United States District Court, W.D. Washington, Seattle

February 12, 2018

ASKO PROCESSING, INC., a Washington corporation, Plaintiffs,
KIBBLE & PRENTICE HOLDING COMPANY, a Washington company; and CITIZENS INSURANCE COMPANY OF AMERICA, a foreign company, Defendant.



         This matter comes before the Court on Defendant Citizens Insurance Company of America (“Citizens”)'s Motion to Amend Answer (Dkt. #32), and Motion to Compel (Dkt. #17). Plaintiff Asko Processing, Inc. (“Asko”) opposes these Motions. Dkts. #34 and #20. For the reasons set forth below, the Court GRANTS both of Citizens' Motions.

         I. BACKGROUND

         The background facts of this case have recently been set forth it the Court's Order denying summary judgment (Dkt. #42), and are incorporated by reference.

         Asko originally filed this suit in King County Superior Court on September 29, 2016, against Defendants Citizens and Kibble & Prentice Holding Company (“Kibble”). Dkt. #9-1 at 2. After Asko amended its Complaint, Citizens filed an Answer on March 7, 2017. Dkt. #9-1 at 106-110. Citizens asserted several affirmative defenses, but did not assert the affirmative defense of offset.
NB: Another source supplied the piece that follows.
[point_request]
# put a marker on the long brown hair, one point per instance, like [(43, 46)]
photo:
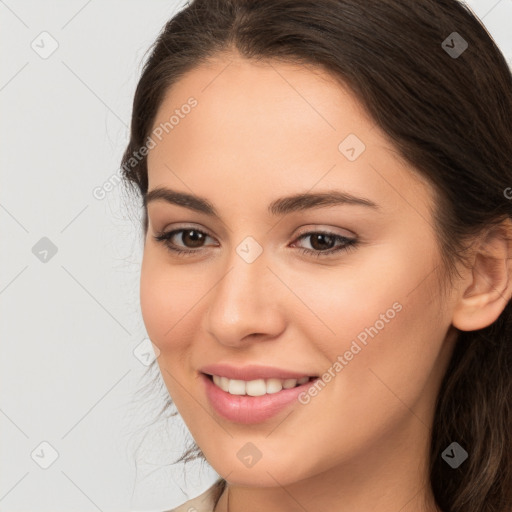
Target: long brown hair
[(449, 116)]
Id. The parties conducted substantial discovery. On July 20, 2017, Asko attended a mediation with Defendants, where it settled with Kibble only. Dkt. #35 at 2. Trial in state court was set for November 13, 2017. Id. The parties held a discovery conference on September 5, 2017, where counsel discussed Citizens' position on “the offset issue, ” including that Citizens believed it “was entitled to offset the settlement sum in the event Citizens was found liable to Asko.” Dkt. #33 at 2.

         Citizens removed to this Court on September 15, 2017. Dkt. #1. On October 26, 2017, Asko and Citizens each filed a Motion for Summary Judgment. Dkts. #12 and #15. These Motions were recently denied by the Court.

         On November 8, 2017, the parties filed a Joint Status Report that did not mention amending Citizens' Answer. Dkt. #19 at 6 (“Defendant's Proposed Schedule… Deadline for amending pleadings NA”). On November 14, 2017, the Court entered a Scheduling Order with a due date for amended pleadings of December 12, 2017. Dkt. #26. On November 22, 2017, Citizens filed the instant Motion.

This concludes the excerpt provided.